The Metabolism and Excretion of the Dipeptidyl Peptidase 4 Inhibitor
[14C] Cetagliptin in Healthy Volunteers
Abstract
Aims: The metabolism and excretion of teneligliptin were investigated in
healthy male volunteers after a single oral dose of 100mg/50μCi
[14C] cetagliptin. Methods: Plasma, Urine, and feces were collected
at regular intervals from six healthy male volunteers, and were analysed
for total radioactivity, unchanged cetagliptin and metabolites profile.
Results: The highest concentrations in plasma (Cmax) were achieved at
0.75 h postdose. Approximately 53.13% of plasma AUC of total
radioactivity was accounted for by parent drug. By 336 h after
administration, 91.68% of the administered radioactivity was excreted,
and the cumulative excretion in the urine and faeces was 72.88% and
18.81%, respectively. Each metabolite plasma AUC was not higher than
2.93% of plasma AUC of total radioactivity. Four metabolites were
detected at trace levels, and it involved hydroxylation (M436-1 and
M436-3), N-sulfation (M500), and N-carbamoyl glucuronidation (M640B).

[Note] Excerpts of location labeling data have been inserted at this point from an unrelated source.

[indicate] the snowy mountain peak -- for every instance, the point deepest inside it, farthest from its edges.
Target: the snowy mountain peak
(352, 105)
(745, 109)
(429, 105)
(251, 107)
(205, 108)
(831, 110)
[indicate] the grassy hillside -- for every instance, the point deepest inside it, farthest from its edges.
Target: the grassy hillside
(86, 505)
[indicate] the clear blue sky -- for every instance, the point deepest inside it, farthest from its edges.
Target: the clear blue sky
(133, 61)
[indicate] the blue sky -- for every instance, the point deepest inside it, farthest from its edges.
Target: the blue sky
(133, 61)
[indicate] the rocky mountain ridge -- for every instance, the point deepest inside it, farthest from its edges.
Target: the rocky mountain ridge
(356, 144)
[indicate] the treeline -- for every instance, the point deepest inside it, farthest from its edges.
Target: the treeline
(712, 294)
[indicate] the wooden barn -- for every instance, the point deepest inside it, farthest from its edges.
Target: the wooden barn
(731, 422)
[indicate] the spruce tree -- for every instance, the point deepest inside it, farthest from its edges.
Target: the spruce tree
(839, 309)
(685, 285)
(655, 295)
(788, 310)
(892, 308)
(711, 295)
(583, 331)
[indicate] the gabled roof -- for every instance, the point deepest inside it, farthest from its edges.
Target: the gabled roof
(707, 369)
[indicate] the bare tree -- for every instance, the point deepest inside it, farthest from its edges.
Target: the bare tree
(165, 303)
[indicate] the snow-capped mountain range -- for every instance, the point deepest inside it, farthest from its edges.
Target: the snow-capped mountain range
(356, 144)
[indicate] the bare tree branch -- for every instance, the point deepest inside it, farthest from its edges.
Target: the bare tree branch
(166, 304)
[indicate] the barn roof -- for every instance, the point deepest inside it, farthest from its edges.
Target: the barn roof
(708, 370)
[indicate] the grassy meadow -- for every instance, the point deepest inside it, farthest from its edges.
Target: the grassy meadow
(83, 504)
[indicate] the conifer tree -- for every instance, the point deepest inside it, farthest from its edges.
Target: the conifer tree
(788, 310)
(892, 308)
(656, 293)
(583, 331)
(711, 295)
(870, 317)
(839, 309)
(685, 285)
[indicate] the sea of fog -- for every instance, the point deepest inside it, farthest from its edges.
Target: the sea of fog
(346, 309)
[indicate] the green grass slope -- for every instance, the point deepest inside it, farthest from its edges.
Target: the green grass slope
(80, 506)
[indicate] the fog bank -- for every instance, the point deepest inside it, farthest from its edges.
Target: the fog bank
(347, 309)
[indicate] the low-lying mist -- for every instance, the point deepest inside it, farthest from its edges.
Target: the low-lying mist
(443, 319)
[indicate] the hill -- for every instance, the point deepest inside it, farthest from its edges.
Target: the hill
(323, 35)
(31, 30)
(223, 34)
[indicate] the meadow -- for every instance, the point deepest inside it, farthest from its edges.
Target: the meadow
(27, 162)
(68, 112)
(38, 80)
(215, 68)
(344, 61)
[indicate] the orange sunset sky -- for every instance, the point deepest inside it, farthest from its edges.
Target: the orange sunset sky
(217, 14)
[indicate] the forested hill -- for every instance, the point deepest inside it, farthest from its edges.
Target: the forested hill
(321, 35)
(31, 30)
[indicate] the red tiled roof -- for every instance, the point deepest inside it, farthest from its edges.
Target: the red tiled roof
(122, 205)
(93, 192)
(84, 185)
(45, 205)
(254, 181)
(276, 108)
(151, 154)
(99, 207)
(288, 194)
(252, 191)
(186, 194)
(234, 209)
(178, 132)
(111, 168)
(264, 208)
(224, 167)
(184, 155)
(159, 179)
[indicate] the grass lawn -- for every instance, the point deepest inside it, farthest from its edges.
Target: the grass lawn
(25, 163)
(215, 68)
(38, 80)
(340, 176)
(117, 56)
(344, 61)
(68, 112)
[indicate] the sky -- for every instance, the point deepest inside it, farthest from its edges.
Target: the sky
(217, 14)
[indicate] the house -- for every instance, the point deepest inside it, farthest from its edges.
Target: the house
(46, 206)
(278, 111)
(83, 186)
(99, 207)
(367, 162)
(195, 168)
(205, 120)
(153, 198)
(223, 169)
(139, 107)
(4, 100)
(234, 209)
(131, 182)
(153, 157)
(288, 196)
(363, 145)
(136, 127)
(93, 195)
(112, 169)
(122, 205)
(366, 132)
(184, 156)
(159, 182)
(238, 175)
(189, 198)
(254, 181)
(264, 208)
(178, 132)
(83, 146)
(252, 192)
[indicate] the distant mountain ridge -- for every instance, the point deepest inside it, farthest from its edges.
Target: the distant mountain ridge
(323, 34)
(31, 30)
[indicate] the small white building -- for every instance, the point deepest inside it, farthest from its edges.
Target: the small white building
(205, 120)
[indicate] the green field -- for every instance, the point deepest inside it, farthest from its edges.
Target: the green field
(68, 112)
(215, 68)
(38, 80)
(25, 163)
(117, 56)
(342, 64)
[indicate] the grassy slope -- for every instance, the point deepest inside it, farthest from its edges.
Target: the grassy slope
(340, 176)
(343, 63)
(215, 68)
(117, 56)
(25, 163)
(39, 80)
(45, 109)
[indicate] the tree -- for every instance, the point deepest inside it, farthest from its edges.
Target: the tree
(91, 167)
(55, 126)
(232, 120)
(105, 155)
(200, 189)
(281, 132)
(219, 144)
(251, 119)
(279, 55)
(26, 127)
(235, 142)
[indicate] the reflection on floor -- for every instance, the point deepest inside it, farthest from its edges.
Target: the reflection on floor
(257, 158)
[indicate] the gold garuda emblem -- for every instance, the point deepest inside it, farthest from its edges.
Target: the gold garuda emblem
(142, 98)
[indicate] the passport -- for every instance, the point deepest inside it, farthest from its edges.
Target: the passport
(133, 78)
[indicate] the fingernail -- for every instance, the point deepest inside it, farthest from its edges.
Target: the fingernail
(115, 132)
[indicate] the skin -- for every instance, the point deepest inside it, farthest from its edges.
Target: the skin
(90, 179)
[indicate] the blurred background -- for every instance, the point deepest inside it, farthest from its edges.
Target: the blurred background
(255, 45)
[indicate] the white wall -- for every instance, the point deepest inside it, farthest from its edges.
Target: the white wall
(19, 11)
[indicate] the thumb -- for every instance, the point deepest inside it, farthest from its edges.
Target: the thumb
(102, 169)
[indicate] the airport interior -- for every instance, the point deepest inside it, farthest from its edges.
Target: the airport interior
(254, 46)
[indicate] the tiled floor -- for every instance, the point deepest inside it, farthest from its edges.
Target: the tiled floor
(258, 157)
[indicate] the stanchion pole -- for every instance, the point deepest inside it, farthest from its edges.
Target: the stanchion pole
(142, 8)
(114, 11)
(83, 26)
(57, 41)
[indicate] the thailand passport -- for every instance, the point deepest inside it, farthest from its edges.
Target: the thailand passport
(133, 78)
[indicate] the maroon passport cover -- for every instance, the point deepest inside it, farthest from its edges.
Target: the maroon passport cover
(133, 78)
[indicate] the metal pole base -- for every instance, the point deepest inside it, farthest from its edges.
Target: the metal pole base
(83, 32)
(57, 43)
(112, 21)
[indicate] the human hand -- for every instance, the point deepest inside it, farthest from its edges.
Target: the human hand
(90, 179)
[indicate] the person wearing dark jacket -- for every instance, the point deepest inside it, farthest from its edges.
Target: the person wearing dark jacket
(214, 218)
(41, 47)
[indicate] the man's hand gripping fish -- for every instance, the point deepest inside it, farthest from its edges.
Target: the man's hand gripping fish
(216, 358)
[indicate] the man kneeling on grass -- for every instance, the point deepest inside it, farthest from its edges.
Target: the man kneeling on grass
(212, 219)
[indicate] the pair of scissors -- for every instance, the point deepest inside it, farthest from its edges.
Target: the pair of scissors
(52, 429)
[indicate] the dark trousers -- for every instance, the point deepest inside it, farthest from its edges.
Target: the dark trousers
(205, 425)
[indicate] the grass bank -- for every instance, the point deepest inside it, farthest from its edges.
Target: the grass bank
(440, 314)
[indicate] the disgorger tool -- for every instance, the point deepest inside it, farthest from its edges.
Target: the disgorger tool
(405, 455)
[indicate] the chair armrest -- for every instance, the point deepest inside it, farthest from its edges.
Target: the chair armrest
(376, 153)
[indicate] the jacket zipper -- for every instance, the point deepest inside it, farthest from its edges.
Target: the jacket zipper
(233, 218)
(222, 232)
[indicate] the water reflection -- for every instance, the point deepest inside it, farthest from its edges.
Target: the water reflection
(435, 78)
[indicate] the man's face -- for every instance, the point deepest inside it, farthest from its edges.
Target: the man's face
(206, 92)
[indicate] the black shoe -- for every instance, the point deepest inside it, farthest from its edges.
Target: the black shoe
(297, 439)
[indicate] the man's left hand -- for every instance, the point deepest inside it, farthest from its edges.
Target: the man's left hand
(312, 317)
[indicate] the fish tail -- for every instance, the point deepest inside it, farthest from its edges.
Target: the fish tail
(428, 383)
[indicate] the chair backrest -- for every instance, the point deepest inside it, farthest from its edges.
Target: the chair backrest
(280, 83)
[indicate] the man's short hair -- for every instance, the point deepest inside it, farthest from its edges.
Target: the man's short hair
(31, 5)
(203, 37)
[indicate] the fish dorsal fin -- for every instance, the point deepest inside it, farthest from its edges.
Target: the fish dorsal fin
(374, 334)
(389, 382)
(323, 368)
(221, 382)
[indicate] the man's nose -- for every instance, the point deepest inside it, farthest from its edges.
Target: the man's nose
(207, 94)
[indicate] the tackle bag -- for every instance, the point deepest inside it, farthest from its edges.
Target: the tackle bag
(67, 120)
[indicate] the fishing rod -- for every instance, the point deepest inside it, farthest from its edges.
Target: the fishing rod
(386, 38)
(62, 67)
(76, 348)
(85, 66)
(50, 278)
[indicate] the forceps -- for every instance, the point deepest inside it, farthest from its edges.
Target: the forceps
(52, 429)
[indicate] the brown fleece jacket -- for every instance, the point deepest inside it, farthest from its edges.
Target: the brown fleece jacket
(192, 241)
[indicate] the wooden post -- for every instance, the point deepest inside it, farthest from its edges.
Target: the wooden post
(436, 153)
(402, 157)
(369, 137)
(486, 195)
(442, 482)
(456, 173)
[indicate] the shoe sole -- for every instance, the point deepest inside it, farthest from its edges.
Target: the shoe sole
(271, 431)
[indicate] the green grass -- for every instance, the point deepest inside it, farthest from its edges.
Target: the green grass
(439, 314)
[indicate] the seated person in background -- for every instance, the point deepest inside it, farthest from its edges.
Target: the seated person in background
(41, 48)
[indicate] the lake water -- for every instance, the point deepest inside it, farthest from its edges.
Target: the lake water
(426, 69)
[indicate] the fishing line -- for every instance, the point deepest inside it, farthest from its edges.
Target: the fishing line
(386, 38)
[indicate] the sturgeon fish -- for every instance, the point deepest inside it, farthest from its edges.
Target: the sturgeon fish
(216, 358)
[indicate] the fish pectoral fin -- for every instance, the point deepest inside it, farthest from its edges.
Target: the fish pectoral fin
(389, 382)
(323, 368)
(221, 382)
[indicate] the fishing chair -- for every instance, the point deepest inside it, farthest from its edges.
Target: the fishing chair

These metabolites were detected also in plasma, urine, and feces at low
levels, except that metabolite M640B was not detected in feces. No
metabolite was observed with >10% of parent compound
systemic exposure after oral administration. There were no apparent
treatment-related clinically relevant changes in vital signs and
clinical laboratory tests. Conclusion: Unchanged cetagliptin was the
most abundant radioactive component in all matrices investigated. The
primary route of excretion of radioactivity was via the kidneys. There
were no major metabolites in plasma. Cetagliptin is a promising DPP-4
inhibitor for the treatment of patients with type 2 diabetes.